Com efeito, segundo a doutrina e a jurisprudência maioritárias, o acto administrativo visa sempre a produção de efeitos jurídicos numa situação individual e concreta, exigindo, portanto, a identificação ou individualização do(s) seu(s) destinatário(s), assim se distinguindo do acto normativo, que se caracteriza pela generalidade e abstracção, pelo que os seus destinatários integram-se em conceitos ou categorias abstractas e, portanto, sem individualização de pessoas (Cf. Freitas do Amaral, Curso de Direito Administrativo, III, p.36 e segs., Rogério Soares, Direito Administrativo, 81, Mário Esteves de Oliveira, Direito Administrativo, p. e o mesmo autor e outros, CPTA anotado, p.550, e, entre outros, os acs.
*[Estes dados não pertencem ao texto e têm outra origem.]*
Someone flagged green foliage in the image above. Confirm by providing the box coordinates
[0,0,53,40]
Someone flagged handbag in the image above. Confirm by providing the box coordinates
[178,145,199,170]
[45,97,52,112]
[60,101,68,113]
STA de 25.06.98, rec.43.023, de 03.11.04, rec. 678/04, de 07.06.06 (Pleno), rec. 1257/05, de 26.10.2006, rec. 255/06 e de 08.07.2009, rec. 687/07) .
Referindo-se ao conceito de acto administrativo contido no artº120º do CPT, diz-nos o Prof. Freitas do Amaral e outros que « A ideia do legislador foi a de encontrar um conceito operativo para delimitação do âmbito material de aplicação do CPA, conceito esse que erigiu a individualidade, isto é, a aplicação a sujeito(s) determinado(s) como elemento chave da noção e, do mesmo passo, como critério para distinguir entre acto administrativo e acto normativo, de molde que sempre que haja generalidade, isto é, aplicação a um grupo indeterminado de cidadãos, ainda que determináveis, mas, portanto, sem definição de situações individuais, o comando deve considerar-se como acto normativo e não como acto administrativo» (Cf. in Código de Procedimento Administrativo, Almedina, 1ª Edição, p.188) .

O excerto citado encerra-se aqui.